What can your organization do? Add passkey support to your customer-facing apps this quarter; advertise the upgrade in release notes for competitive halo.
ROI snapshot (12-month horizon)
Financial analysis from early adopters demonstrates clear ROI for passkey implementation across multiple metrics.
Real-world transformation: Canadian implementation considerations
For Canadian SaaS providers, passkey implementation provides a strategic advantage in meeting emerging privacy regulations.
When the Digital Charter Implementation Act started moving forward, forward-thinking organizations recognized that passkeys would position them perfectly for compliance.

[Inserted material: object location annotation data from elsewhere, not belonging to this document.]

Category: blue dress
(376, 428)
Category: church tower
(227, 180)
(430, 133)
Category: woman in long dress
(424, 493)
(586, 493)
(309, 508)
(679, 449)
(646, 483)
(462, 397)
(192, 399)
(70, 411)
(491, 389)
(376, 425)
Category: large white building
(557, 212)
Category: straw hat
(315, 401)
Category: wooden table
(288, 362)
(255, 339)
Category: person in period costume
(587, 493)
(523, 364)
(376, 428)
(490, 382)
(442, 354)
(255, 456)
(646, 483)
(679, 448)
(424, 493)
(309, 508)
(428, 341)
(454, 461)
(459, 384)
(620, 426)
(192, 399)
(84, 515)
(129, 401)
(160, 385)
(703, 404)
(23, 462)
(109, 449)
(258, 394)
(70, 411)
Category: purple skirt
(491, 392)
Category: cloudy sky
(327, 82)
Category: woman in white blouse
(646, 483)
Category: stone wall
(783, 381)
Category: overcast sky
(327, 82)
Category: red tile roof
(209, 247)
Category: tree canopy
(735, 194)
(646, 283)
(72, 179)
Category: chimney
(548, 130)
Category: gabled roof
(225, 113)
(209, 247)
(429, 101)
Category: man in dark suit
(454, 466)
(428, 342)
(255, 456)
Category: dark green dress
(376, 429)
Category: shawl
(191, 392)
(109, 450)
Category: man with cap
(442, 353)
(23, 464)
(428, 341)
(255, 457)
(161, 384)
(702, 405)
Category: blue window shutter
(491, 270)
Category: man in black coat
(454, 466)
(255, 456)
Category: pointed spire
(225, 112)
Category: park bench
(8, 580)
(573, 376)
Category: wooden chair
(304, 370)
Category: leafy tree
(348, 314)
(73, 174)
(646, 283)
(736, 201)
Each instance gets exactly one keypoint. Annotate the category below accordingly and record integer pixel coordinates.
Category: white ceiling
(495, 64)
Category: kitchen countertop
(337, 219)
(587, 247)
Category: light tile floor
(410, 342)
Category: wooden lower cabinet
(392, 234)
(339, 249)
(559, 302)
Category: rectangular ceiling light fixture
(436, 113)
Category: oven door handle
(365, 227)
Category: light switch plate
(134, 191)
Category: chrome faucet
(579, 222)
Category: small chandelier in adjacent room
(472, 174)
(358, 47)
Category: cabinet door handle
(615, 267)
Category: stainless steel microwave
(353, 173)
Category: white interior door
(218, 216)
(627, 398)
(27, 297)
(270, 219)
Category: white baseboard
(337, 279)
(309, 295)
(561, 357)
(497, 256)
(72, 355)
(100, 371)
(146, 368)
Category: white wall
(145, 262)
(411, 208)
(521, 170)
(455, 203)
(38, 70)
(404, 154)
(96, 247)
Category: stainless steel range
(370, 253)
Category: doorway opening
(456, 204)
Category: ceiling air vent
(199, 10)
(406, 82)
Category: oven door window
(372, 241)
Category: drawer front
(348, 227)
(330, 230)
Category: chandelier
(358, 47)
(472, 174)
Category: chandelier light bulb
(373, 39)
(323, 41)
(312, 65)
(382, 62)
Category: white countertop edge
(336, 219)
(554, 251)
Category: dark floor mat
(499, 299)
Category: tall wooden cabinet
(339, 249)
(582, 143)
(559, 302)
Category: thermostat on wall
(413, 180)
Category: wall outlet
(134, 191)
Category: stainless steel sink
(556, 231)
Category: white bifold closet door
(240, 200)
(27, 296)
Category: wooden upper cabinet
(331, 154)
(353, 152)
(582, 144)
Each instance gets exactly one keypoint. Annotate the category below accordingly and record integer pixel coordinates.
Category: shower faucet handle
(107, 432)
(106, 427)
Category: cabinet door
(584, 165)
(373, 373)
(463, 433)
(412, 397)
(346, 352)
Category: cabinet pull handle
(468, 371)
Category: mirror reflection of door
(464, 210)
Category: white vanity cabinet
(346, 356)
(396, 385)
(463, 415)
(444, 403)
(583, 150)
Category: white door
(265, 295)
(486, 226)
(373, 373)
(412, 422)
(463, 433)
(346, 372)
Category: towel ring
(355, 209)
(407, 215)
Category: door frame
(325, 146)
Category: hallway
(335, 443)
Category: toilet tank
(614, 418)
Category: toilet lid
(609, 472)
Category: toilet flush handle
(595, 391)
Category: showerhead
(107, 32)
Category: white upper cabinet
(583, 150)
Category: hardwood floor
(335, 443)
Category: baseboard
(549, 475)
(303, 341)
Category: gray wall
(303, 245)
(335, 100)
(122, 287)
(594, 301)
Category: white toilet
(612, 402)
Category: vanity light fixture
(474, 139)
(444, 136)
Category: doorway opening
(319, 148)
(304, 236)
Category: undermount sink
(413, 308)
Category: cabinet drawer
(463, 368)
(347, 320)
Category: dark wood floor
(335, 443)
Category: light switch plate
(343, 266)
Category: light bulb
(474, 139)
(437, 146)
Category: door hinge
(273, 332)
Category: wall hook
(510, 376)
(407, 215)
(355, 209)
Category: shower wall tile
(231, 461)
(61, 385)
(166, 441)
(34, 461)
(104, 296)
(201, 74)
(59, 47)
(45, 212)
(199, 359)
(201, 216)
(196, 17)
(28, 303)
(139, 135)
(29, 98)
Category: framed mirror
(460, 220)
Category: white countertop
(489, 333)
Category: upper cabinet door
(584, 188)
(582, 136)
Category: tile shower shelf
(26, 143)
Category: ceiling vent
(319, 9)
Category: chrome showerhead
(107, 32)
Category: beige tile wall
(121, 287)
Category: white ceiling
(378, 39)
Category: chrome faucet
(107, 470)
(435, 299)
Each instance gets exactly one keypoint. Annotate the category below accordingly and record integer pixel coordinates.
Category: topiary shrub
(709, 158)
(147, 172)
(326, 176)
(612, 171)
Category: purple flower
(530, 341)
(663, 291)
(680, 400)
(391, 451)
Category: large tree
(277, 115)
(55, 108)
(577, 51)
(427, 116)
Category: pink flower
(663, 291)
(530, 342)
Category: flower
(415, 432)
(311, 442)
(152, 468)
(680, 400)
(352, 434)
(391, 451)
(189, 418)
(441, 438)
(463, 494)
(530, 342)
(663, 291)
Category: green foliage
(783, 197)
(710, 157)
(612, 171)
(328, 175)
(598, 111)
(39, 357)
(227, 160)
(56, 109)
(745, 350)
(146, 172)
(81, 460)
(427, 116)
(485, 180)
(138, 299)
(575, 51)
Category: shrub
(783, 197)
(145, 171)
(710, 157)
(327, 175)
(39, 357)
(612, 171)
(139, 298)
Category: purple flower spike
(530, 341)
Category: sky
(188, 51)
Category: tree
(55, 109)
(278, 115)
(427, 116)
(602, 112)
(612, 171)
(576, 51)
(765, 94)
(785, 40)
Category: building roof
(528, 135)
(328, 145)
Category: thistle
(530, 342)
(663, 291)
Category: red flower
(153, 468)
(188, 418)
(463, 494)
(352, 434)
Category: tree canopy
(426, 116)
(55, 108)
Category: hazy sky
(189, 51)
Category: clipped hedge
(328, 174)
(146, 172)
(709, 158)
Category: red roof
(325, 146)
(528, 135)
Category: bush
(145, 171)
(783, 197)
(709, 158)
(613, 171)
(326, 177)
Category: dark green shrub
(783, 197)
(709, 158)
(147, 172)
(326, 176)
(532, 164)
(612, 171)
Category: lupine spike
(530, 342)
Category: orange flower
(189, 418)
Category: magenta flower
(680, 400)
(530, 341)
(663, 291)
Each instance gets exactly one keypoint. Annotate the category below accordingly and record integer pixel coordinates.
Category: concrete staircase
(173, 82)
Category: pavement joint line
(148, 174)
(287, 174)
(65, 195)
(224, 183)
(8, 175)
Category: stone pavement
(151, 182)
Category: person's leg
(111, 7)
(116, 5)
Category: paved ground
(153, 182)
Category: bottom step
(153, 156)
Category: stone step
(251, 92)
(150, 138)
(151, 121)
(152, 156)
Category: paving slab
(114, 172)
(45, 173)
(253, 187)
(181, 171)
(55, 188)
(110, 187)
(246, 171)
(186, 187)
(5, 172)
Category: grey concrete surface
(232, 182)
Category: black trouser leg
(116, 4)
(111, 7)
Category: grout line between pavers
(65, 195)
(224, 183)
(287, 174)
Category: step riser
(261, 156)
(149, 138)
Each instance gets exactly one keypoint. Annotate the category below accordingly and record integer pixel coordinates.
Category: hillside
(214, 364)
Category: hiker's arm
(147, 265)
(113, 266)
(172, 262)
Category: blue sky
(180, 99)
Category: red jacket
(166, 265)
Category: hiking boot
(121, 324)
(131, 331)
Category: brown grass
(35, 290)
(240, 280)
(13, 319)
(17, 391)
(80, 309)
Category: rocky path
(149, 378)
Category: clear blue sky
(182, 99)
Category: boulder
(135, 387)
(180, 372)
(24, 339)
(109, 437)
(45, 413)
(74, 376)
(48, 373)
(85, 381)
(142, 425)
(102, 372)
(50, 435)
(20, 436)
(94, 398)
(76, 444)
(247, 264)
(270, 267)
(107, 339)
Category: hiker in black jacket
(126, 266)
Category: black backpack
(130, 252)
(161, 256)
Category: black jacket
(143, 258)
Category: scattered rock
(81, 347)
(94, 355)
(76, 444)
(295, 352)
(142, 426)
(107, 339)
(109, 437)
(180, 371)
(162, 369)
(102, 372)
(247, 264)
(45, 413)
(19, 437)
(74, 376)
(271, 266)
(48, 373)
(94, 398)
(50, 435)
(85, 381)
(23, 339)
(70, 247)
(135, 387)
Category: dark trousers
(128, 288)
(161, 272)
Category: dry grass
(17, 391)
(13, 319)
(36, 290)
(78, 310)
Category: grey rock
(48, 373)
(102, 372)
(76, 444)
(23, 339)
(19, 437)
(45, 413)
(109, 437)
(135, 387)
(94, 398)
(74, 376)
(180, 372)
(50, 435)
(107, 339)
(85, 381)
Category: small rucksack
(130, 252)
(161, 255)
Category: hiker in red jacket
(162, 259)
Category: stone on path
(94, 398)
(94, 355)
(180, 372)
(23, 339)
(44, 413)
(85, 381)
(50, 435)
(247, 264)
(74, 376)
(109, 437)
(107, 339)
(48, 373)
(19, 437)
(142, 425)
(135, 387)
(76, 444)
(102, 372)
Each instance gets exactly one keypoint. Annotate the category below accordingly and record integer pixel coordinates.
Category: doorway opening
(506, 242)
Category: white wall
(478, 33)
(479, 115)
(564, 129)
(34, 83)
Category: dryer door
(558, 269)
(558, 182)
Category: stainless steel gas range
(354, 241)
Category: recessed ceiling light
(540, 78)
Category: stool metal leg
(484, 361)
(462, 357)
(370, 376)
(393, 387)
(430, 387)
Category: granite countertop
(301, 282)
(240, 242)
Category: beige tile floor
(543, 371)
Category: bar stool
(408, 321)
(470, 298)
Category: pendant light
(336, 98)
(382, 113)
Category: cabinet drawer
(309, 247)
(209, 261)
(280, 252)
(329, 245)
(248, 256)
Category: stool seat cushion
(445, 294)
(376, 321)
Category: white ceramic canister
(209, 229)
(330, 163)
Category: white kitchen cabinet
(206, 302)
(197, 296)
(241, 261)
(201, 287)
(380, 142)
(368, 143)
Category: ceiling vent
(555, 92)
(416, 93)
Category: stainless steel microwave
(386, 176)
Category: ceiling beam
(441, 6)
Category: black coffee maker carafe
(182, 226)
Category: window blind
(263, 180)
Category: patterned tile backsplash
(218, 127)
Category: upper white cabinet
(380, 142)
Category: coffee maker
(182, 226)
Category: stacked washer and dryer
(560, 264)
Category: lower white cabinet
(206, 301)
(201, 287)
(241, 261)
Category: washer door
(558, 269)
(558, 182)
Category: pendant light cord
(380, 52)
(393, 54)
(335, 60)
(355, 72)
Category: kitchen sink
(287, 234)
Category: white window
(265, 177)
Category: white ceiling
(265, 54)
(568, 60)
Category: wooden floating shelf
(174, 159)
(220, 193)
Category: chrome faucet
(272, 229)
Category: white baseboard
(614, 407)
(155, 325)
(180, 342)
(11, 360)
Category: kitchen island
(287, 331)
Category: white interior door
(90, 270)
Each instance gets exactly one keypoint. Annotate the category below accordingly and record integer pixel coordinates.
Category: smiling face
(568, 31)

Implementation typically follows a straightforward path: integration with the FIDO2 protocol via existing identity providers, followed by staged rollout phases. While comprehensive Canadian adoption data is still emerging, Google's 2023 data showed over 69% of users opted to create a passkey when prompted, with enterprise environments showing particularly strong acceptance due to their enhanced security mandates.
What to do next: 90-day implementation roadmap
Industry leaders have shared a consistent implementation blueprint for passkey adoption:
Enterprise implementation specialists recommend a phased approach for passkey adoption:
- Phase 1 (Week 0-2): Enable passkeys for internal use following Microsoft's testing framework.
- Phase 2 (Week 3-6): A/B test passkey adoption with a segment of customers following Apple's implementation guidelines.
- Phase 3 (Week 7-12): Implement cross-platform synchronization using Google's recommended patterns.
- Phase 4 (Week 13): Publish technical implementation details and benefits in release notes.
The competitive edge businesses can't ignore
Organizations implementing passkeys aren't just deploying a security feature—they're removing an entire category of user frustration from the customer experience.
For SaaS leaders still evaluating passkeys: competitors are already moving. The question isn't whether customers will use passwordless authentication, but whether they'll use it with your platform or a competitor's.
The business case couldn't be clearer. Passkeys deliver the rare trifecta of better security, lower costs, and higher conversion rates. In a market where every point of friction matters and every dollar of CAC needs to count, can any organization really afford to leave this advantage on the table?